Summary:
A recent study has shown a significant increase in the dominance of grayscale colors in the car market. While driving my bright yellow Renault last week, I noticed that nearly all cars around me were black, white, silver, or gray. This observation aligns with iSeeCars’ findings that 80% of new cars sold in 2023 are grayscale, up from 60.3% in 2004.
The study highlights that white is now the most popular car color, comprising 27.6% of new cars in 2023, a 77.4% increase from 2004. Black follows at 22%, up from 14%, and gray at 21.3%, up from 11.7%. Silver, while still significant at 9.1%, has seen a 52.2% decrease from 2004. Despite an average of 6.7 color options per new car in 2023 (compared to 7.1 in 2004), non-grayscale colors have dramatically decreased in popularity.

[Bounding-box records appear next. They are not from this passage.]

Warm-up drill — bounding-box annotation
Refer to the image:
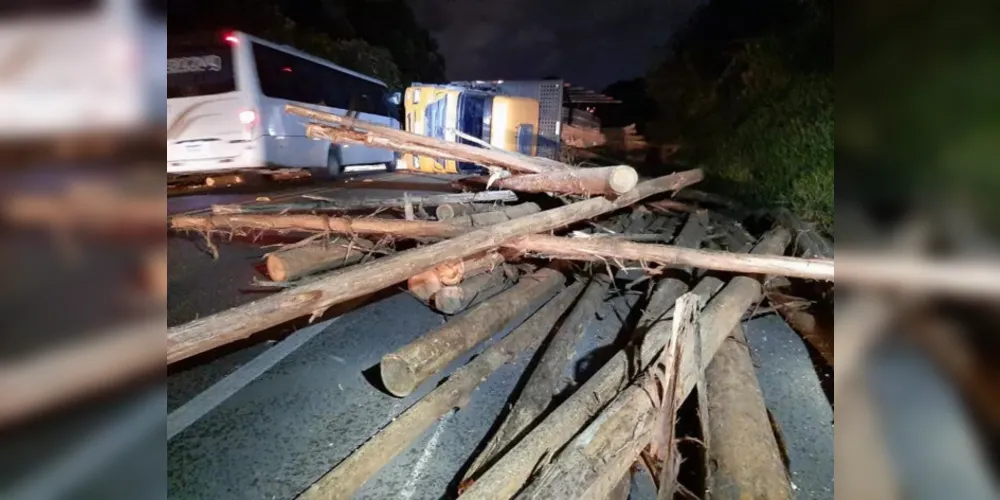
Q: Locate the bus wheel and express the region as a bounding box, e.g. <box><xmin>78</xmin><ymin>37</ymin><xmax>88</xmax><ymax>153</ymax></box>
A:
<box><xmin>309</xmin><ymin>149</ymin><xmax>344</xmax><ymax>181</ymax></box>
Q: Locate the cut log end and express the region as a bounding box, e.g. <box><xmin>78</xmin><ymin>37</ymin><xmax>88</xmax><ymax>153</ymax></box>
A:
<box><xmin>608</xmin><ymin>165</ymin><xmax>639</xmax><ymax>194</ymax></box>
<box><xmin>379</xmin><ymin>354</ymin><xmax>418</xmax><ymax>398</ymax></box>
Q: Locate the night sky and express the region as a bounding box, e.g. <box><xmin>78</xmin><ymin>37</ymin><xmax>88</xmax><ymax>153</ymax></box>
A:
<box><xmin>409</xmin><ymin>0</ymin><xmax>700</xmax><ymax>90</ymax></box>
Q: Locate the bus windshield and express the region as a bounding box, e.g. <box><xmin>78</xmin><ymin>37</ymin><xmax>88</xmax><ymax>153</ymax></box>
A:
<box><xmin>167</xmin><ymin>43</ymin><xmax>236</xmax><ymax>99</ymax></box>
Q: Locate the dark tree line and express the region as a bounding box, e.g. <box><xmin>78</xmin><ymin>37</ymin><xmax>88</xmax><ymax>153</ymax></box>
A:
<box><xmin>168</xmin><ymin>0</ymin><xmax>445</xmax><ymax>89</ymax></box>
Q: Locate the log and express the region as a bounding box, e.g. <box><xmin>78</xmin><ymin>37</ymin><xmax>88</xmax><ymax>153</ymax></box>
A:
<box><xmin>470</xmin><ymin>165</ymin><xmax>639</xmax><ymax>196</ymax></box>
<box><xmin>434</xmin><ymin>267</ymin><xmax>511</xmax><ymax>315</ymax></box>
<box><xmin>516</xmin><ymin>294</ymin><xmax>700</xmax><ymax>500</ymax></box>
<box><xmin>465</xmin><ymin>274</ymin><xmax>611</xmax><ymax>479</ymax></box>
<box><xmin>434</xmin><ymin>202</ymin><xmax>503</xmax><ymax>221</ymax></box>
<box><xmin>454</xmin><ymin>229</ymin><xmax>790</xmax><ymax>500</ymax></box>
<box><xmin>265</xmin><ymin>238</ymin><xmax>374</xmax><ymax>281</ymax></box>
<box><xmin>444</xmin><ymin>202</ymin><xmax>542</xmax><ymax>227</ymax></box>
<box><xmin>504</xmin><ymin>234</ymin><xmax>836</xmax><ymax>282</ymax></box>
<box><xmin>167</xmin><ymin>170</ymin><xmax>702</xmax><ymax>363</ymax></box>
<box><xmin>212</xmin><ymin>190</ymin><xmax>517</xmax><ymax>215</ymax></box>
<box><xmin>285</xmin><ymin>104</ymin><xmax>573</xmax><ymax>174</ymax></box>
<box><xmin>407</xmin><ymin>251</ymin><xmax>504</xmax><ymax>302</ymax></box>
<box><xmin>379</xmin><ymin>268</ymin><xmax>566</xmax><ymax>397</ymax></box>
<box><xmin>298</xmin><ymin>283</ymin><xmax>583</xmax><ymax>500</ymax></box>
<box><xmin>705</xmin><ymin>325</ymin><xmax>792</xmax><ymax>500</ymax></box>
<box><xmin>170</xmin><ymin>215</ymin><xmax>467</xmax><ymax>238</ymax></box>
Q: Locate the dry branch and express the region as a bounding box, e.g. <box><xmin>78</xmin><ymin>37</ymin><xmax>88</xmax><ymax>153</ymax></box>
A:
<box><xmin>285</xmin><ymin>104</ymin><xmax>572</xmax><ymax>174</ymax></box>
<box><xmin>379</xmin><ymin>268</ymin><xmax>566</xmax><ymax>396</ymax></box>
<box><xmin>465</xmin><ymin>274</ymin><xmax>611</xmax><ymax>478</ymax></box>
<box><xmin>454</xmin><ymin>230</ymin><xmax>790</xmax><ymax>500</ymax></box>
<box><xmin>167</xmin><ymin>170</ymin><xmax>702</xmax><ymax>363</ymax></box>
<box><xmin>505</xmin><ymin>234</ymin><xmax>833</xmax><ymax>281</ymax></box>
<box><xmin>265</xmin><ymin>238</ymin><xmax>374</xmax><ymax>281</ymax></box>
<box><xmin>705</xmin><ymin>325</ymin><xmax>792</xmax><ymax>500</ymax></box>
<box><xmin>299</xmin><ymin>283</ymin><xmax>583</xmax><ymax>500</ymax></box>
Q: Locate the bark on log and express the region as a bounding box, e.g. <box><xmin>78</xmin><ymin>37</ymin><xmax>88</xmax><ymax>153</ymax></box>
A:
<box><xmin>434</xmin><ymin>266</ymin><xmax>512</xmax><ymax>315</ymax></box>
<box><xmin>465</xmin><ymin>274</ymin><xmax>611</xmax><ymax>478</ymax></box>
<box><xmin>170</xmin><ymin>215</ymin><xmax>467</xmax><ymax>238</ymax></box>
<box><xmin>444</xmin><ymin>202</ymin><xmax>542</xmax><ymax>227</ymax></box>
<box><xmin>516</xmin><ymin>297</ymin><xmax>696</xmax><ymax>500</ymax></box>
<box><xmin>434</xmin><ymin>202</ymin><xmax>504</xmax><ymax>221</ymax></box>
<box><xmin>285</xmin><ymin>104</ymin><xmax>573</xmax><ymax>174</ymax></box>
<box><xmin>379</xmin><ymin>268</ymin><xmax>566</xmax><ymax>397</ymax></box>
<box><xmin>212</xmin><ymin>190</ymin><xmax>517</xmax><ymax>215</ymax></box>
<box><xmin>470</xmin><ymin>165</ymin><xmax>639</xmax><ymax>196</ymax></box>
<box><xmin>265</xmin><ymin>238</ymin><xmax>374</xmax><ymax>281</ymax></box>
<box><xmin>407</xmin><ymin>251</ymin><xmax>504</xmax><ymax>302</ymax></box>
<box><xmin>299</xmin><ymin>283</ymin><xmax>583</xmax><ymax>500</ymax></box>
<box><xmin>454</xmin><ymin>229</ymin><xmax>790</xmax><ymax>500</ymax></box>
<box><xmin>0</xmin><ymin>317</ymin><xmax>166</xmax><ymax>428</ymax></box>
<box><xmin>504</xmin><ymin>234</ymin><xmax>834</xmax><ymax>281</ymax></box>
<box><xmin>167</xmin><ymin>170</ymin><xmax>702</xmax><ymax>363</ymax></box>
<box><xmin>705</xmin><ymin>325</ymin><xmax>792</xmax><ymax>500</ymax></box>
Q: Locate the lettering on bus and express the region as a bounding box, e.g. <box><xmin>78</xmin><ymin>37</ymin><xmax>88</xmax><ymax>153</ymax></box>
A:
<box><xmin>167</xmin><ymin>55</ymin><xmax>222</xmax><ymax>75</ymax></box>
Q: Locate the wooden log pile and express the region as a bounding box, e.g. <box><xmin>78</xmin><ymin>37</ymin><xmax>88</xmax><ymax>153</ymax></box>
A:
<box><xmin>167</xmin><ymin>105</ymin><xmax>834</xmax><ymax>500</ymax></box>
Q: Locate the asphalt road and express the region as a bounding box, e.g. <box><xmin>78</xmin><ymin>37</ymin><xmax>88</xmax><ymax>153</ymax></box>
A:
<box><xmin>167</xmin><ymin>173</ymin><xmax>833</xmax><ymax>500</ymax></box>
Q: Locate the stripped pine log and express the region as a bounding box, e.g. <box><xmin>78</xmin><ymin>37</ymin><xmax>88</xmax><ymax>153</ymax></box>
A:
<box><xmin>444</xmin><ymin>202</ymin><xmax>542</xmax><ymax>227</ymax></box>
<box><xmin>406</xmin><ymin>251</ymin><xmax>504</xmax><ymax>302</ymax></box>
<box><xmin>467</xmin><ymin>165</ymin><xmax>639</xmax><ymax>196</ymax></box>
<box><xmin>265</xmin><ymin>238</ymin><xmax>374</xmax><ymax>281</ymax></box>
<box><xmin>167</xmin><ymin>170</ymin><xmax>703</xmax><ymax>363</ymax></box>
<box><xmin>379</xmin><ymin>268</ymin><xmax>566</xmax><ymax>397</ymax></box>
<box><xmin>285</xmin><ymin>104</ymin><xmax>573</xmax><ymax>174</ymax></box>
<box><xmin>516</xmin><ymin>293</ymin><xmax>697</xmax><ymax>500</ymax></box>
<box><xmin>434</xmin><ymin>202</ymin><xmax>503</xmax><ymax>221</ymax></box>
<box><xmin>465</xmin><ymin>274</ymin><xmax>611</xmax><ymax>479</ymax></box>
<box><xmin>434</xmin><ymin>266</ymin><xmax>512</xmax><ymax>315</ymax></box>
<box><xmin>170</xmin><ymin>214</ymin><xmax>467</xmax><ymax>238</ymax></box>
<box><xmin>299</xmin><ymin>283</ymin><xmax>583</xmax><ymax>500</ymax></box>
<box><xmin>705</xmin><ymin>325</ymin><xmax>792</xmax><ymax>500</ymax></box>
<box><xmin>454</xmin><ymin>229</ymin><xmax>791</xmax><ymax>500</ymax></box>
<box><xmin>504</xmin><ymin>234</ymin><xmax>834</xmax><ymax>281</ymax></box>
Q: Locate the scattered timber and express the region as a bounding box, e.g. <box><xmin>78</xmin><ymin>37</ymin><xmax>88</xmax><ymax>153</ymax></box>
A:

For instance, blue, the most popular non-grayscale color, dropped from 10.8% in 2004 to 8.9% in 2023. Red also saw a decline from 11.9% to 7.3%. Green, orange, beige, brown, yellow, gold, and purple all experienced significant reductions in market share, with gold plummeting by 96.8%.
The trend is consistent across various vehicle types. In trucks, the share of grayscale colors increased from 58.4% in 2004 to 79.4% in 2023. For SUVs, the figure rose from 60.4% to 80.2%, and for passenger cars, from 61.9% to 78.5%. Even sports cars, traditionally more colorful, saw grayscale colors rise from 58.1% to 62.4%.
iSeeCars’ executive analyst Karl Brauer notes that colorful cars are becoming rare despite automakers offering diverse palettes. Non-grayscale cars have lost half their market share over the past 20 years, potentially becoming even rarer in the future.